Deadly Thomas Fire Caused by Southern California Edison Power Lines
The Ventura County Fire Department (VCFD) has released its Thomas Fire Investigative Report and determined the 2017 wildfire was started by Southern California Edison power lines. According to the report, a high wind event caused the power lines to come into contact with each other in a “line slap”, creating an electrical arc that deposited hot, burning or molten material onto the ground, in a receptive fuel bed, causing the fire. Beginning on the evening of December 4, 2017, the Thomas Fire wreaked havoc in Ventura and Santa Barbara counties as it burned more than 280,000 acres, making it (at the time) the most destructive wildfire in California’s history. Two people were killed, including a firefighter, and over 1,063 homes and structures were destroyed before the firestorm was fully contained on January 12, 2018 and evacuations were lifted. Nearly 9,000 emergency personnel were working the fire at one point, including firefighters and emergency responders who traveled from across the western states to help.

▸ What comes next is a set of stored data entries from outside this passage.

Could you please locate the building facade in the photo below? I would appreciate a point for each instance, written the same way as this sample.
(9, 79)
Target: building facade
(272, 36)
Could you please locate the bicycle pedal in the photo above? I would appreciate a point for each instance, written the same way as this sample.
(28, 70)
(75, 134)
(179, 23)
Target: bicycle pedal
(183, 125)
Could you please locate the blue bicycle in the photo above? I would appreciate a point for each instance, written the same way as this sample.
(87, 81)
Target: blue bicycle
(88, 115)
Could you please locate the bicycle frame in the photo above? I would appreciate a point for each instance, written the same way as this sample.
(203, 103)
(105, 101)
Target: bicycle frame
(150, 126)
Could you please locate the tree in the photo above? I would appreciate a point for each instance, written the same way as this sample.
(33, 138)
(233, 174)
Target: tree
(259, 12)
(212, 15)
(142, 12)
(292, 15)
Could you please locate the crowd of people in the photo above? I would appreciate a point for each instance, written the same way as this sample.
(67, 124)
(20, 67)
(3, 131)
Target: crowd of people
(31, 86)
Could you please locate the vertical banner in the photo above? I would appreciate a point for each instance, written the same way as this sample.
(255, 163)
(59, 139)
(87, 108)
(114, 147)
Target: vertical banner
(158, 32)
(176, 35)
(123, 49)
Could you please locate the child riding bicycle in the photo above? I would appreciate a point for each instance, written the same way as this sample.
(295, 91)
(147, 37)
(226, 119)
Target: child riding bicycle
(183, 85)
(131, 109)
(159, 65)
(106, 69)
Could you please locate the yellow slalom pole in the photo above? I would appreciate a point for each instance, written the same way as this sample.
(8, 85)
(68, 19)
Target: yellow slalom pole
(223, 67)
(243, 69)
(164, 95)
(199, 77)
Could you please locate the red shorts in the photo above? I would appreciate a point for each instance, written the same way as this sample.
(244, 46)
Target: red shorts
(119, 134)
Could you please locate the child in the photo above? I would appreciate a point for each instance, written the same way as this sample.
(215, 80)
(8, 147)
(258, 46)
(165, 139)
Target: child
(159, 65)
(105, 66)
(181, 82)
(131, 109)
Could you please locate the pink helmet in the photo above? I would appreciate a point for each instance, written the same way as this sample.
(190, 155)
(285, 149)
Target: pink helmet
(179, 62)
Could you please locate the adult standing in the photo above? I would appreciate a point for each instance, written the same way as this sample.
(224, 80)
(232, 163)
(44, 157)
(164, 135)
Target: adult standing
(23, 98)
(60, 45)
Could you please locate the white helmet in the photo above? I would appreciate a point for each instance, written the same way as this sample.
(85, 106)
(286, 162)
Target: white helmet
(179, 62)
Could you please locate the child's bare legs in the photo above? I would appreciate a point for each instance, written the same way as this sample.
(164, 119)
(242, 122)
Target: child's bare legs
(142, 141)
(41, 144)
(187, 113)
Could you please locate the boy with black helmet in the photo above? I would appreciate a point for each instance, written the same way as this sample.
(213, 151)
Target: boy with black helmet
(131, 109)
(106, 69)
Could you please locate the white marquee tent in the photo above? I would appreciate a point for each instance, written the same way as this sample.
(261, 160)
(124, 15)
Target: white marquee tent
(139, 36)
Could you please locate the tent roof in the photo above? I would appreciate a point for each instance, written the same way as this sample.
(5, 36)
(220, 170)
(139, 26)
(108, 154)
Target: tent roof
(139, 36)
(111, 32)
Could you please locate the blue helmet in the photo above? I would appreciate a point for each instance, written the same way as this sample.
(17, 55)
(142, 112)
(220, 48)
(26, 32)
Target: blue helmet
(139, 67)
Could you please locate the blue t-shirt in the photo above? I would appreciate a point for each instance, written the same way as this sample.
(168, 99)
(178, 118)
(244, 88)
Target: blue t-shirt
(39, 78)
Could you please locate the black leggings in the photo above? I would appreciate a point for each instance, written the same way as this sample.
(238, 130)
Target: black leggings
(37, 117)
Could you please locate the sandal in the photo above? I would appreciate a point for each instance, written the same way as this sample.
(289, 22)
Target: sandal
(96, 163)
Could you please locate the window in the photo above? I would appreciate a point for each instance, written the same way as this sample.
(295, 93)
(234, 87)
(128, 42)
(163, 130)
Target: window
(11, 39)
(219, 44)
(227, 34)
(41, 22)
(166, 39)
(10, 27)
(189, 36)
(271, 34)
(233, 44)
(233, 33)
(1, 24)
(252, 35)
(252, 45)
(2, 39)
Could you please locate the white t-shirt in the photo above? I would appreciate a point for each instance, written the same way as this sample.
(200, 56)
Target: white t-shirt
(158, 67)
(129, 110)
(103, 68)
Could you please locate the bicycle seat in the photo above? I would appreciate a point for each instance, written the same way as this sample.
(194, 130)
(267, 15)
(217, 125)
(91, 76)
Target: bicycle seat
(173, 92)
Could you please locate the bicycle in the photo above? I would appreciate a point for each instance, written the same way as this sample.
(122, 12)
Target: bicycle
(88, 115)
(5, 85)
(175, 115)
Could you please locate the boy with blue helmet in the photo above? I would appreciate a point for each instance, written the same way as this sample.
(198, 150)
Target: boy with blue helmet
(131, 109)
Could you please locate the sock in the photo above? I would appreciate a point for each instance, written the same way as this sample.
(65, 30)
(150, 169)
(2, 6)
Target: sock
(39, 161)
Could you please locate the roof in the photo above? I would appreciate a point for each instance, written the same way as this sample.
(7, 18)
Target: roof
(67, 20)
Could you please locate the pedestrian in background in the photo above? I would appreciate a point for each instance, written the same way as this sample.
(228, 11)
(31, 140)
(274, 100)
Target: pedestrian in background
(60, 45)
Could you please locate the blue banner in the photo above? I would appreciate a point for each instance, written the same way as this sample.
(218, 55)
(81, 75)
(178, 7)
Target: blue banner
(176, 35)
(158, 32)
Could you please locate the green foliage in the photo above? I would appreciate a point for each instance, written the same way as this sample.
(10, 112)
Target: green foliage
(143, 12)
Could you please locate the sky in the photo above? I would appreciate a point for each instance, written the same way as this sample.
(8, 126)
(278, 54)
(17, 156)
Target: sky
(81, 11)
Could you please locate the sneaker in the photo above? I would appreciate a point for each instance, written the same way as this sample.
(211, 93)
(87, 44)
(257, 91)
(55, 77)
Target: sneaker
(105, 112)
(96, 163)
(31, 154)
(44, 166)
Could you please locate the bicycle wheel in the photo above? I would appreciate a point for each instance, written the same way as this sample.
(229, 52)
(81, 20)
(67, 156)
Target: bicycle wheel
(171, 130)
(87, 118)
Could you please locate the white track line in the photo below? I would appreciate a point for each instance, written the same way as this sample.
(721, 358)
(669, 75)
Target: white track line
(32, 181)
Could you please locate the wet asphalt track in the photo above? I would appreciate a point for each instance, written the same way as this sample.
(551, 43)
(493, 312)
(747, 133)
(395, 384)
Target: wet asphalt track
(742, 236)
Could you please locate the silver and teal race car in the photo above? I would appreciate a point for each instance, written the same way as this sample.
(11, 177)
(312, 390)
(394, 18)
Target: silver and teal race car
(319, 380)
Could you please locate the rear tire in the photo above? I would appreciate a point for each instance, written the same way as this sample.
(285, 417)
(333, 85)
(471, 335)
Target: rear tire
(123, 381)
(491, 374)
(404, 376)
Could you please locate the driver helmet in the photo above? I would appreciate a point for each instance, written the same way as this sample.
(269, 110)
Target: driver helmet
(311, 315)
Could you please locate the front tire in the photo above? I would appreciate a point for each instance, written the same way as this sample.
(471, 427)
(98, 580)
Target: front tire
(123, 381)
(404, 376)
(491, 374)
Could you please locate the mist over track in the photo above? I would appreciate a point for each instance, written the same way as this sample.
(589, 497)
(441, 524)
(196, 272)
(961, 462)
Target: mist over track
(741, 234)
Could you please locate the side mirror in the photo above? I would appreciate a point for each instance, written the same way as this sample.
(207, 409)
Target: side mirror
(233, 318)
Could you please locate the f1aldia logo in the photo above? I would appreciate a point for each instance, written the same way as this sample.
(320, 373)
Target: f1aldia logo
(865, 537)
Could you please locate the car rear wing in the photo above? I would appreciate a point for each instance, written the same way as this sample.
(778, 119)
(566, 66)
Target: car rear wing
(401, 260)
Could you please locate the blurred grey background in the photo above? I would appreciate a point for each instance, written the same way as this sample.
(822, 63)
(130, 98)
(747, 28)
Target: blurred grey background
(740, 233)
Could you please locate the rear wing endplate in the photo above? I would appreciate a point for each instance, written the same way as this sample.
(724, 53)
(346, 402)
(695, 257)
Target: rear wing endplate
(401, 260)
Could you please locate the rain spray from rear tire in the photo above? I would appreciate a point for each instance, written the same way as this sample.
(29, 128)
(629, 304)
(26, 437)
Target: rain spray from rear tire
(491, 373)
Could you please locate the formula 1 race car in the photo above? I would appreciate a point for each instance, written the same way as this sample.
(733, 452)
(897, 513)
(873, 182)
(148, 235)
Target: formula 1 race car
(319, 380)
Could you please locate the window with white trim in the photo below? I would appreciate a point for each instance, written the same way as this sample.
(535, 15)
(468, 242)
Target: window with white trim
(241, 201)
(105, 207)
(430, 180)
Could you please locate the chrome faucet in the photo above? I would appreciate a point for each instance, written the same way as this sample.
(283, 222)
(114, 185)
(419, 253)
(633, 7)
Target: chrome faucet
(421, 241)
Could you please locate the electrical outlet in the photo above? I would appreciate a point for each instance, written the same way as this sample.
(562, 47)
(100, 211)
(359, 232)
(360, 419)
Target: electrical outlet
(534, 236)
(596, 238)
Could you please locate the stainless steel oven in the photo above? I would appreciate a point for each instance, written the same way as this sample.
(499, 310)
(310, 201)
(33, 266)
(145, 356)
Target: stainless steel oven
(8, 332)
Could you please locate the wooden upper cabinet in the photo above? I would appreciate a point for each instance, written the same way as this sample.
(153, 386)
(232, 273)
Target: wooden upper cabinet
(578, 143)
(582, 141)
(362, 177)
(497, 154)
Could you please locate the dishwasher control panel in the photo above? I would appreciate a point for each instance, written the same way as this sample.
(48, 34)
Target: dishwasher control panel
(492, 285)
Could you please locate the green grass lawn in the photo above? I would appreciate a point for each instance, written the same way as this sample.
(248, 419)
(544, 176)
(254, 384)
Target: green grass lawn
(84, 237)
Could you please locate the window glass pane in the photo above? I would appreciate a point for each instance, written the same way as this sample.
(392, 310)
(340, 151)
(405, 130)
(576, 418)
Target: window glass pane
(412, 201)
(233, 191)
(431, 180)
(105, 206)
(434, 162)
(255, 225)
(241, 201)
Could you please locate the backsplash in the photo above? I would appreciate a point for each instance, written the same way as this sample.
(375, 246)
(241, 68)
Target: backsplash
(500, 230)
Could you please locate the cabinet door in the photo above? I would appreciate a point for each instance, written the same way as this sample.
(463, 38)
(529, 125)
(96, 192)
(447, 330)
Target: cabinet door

Six weeks after the Thomas Fire began, these communities were devastated once again as torrential rains poured down charred hillsides resulting in deadly flash floods and mudslides. Water, mud and debris invaded neighborhoods in the early hours of January 9, destroying 128 homes, damaging hundreds more, and claiming the lives at least 21 residents in the community of Montecito – the cause of death of each victim identified by the Santa Barbara County Coroner’s Office as “multiple traumatic injures due to flash flood with mudslides due to recent wildfire.” Two people remain missing in the wake of these disasters.